銚子時代佐々木信綱の竹柏会に入り、短歌の指導を受けた。京都在職中俳句の道を志し、辻冬史庵に師事し俳誌「祇園」の同人となる。
大田原在職中大正十三年(一九二四)俳誌「枯野」の主幹長谷川零餘子の門に入り同人となり後、選者となる。又地方俳誌広島の「冬青」神戸の「青柿」等の指導者となる。昭和三年零餘子の死により、長谷川かな女主幹の「水明」の同人となり活躍をした。この間「黒羽俳句会」「黒磯俳句会」芦華吟社(ろかぎんしゃ)、大田原「蛙吟社(あぎんしゃ)」の指導者として地域の文化向上につとめた。昭和十八年から二十年まで栃木県俳人会長となり、すばらしい活躍をつづけた。昭和二十九年より四十年まで、下野新聞社の俳壇選者となり、その向上発展に輝かしい足跡を残した。昭和三十九年十一月三日、栃木県文化功労章を受賞した。

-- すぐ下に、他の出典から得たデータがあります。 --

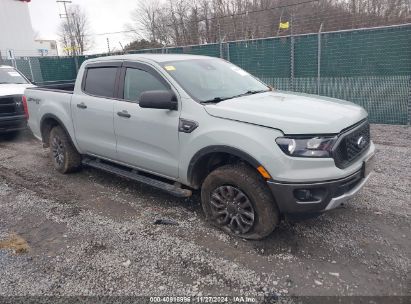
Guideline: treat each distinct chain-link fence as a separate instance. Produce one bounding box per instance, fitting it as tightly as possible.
[3,24,411,124]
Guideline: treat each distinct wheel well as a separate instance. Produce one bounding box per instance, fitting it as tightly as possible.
[189,152,256,189]
[40,117,61,147]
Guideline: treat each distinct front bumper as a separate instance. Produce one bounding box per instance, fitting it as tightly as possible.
[0,115,27,133]
[267,155,374,216]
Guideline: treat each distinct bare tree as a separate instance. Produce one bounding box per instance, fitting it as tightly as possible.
[59,5,93,56]
[127,0,411,46]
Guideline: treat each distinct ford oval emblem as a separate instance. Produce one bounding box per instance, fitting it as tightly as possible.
[357,136,367,149]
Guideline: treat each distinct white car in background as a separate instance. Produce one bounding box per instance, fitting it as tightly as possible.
[0,65,34,136]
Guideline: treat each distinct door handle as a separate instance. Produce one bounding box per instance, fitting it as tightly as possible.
[77,102,87,109]
[117,110,131,118]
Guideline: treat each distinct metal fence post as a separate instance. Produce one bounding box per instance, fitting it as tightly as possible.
[73,56,78,76]
[408,77,411,125]
[290,14,294,91]
[28,57,35,82]
[317,23,323,95]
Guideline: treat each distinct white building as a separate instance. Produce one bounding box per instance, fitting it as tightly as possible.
[34,39,59,56]
[0,0,48,59]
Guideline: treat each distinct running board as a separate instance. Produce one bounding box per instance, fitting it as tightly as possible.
[82,158,192,197]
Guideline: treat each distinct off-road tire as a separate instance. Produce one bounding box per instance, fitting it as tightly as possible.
[201,164,280,240]
[0,131,21,140]
[49,126,81,174]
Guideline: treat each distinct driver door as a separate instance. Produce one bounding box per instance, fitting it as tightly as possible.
[114,62,180,179]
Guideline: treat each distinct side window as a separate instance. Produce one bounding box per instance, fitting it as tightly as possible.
[124,68,168,101]
[84,67,118,97]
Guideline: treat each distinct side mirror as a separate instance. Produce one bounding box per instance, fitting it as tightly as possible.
[139,91,178,110]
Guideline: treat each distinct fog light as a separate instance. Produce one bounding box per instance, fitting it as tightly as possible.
[294,189,313,201]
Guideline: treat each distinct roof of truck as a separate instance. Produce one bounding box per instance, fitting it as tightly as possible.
[84,54,214,62]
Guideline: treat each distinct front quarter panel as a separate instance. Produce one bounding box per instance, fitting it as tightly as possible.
[179,100,283,185]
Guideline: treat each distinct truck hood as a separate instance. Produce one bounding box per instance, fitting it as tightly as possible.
[0,83,34,97]
[205,91,367,134]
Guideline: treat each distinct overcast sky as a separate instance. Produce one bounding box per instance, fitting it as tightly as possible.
[29,0,138,54]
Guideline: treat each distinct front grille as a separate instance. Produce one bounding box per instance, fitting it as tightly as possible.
[0,95,22,116]
[333,121,371,169]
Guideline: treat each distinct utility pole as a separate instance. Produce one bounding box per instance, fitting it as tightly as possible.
[56,0,76,57]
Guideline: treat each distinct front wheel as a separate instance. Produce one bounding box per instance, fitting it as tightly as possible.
[49,126,81,174]
[201,164,280,240]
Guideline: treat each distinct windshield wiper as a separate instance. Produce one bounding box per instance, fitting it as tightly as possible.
[201,96,235,103]
[201,90,268,103]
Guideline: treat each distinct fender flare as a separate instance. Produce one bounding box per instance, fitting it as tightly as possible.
[187,145,260,184]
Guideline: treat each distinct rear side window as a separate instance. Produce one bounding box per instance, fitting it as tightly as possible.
[124,68,168,101]
[84,67,118,98]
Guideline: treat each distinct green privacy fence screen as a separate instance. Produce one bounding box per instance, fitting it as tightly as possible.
[2,24,411,124]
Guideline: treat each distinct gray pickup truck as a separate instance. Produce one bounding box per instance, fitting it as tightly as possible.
[25,54,374,239]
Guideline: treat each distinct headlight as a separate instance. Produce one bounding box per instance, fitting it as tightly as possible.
[275,136,337,157]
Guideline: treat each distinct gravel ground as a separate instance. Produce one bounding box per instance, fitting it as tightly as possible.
[0,125,411,296]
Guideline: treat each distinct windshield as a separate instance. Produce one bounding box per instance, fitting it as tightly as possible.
[162,58,270,102]
[0,68,28,84]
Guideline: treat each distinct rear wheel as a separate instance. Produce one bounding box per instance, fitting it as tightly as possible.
[201,164,280,239]
[49,126,81,174]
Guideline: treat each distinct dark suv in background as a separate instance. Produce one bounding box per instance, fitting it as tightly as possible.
[0,65,33,136]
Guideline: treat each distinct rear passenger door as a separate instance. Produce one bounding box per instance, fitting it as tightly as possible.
[71,62,121,159]
[114,62,180,179]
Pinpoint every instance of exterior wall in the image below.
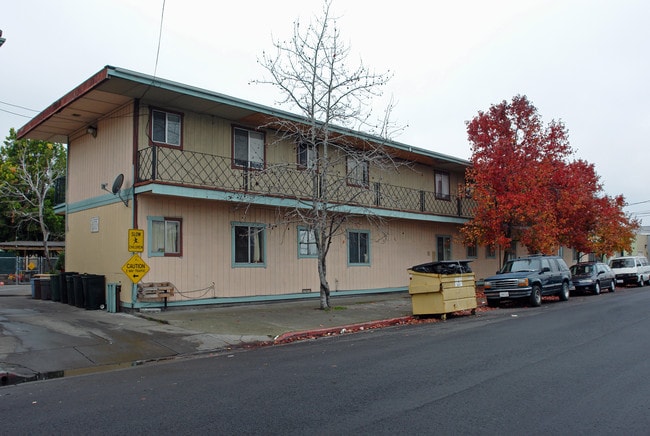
[133,195,470,300]
[66,104,133,205]
[65,104,133,299]
[65,199,132,286]
[138,103,465,195]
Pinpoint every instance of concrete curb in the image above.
[272,316,414,345]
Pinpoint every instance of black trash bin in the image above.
[59,271,78,305]
[40,276,52,300]
[81,274,106,310]
[72,274,86,309]
[29,277,41,300]
[50,274,61,301]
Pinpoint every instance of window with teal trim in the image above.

昭和三十七年四月大田原市籠城公園に、規魚子の句碑が建立された、規魚子自筆の「囀(さえづ)りに、ためらいもなく 身をまかす」の句が刻まれてある。
規魚子は郷土愛の強い俳人で、那須塩原にかけて、くまなく作句している。自然に敬虔繊細(せんさい)に、しかも深く自然を見つめていた。頭脳明晰、文字に精通し一句の端正さ、緩みない語法は誰もが敬服していた。教育者として、又俳人として、名利にはしらず、真実の美を追求し続けてきた、人格高潔な人柄と言うことができよう。
昭和四十六年(一九七一)四月十五日、今市市の自宅で卒した。行年八十三歳。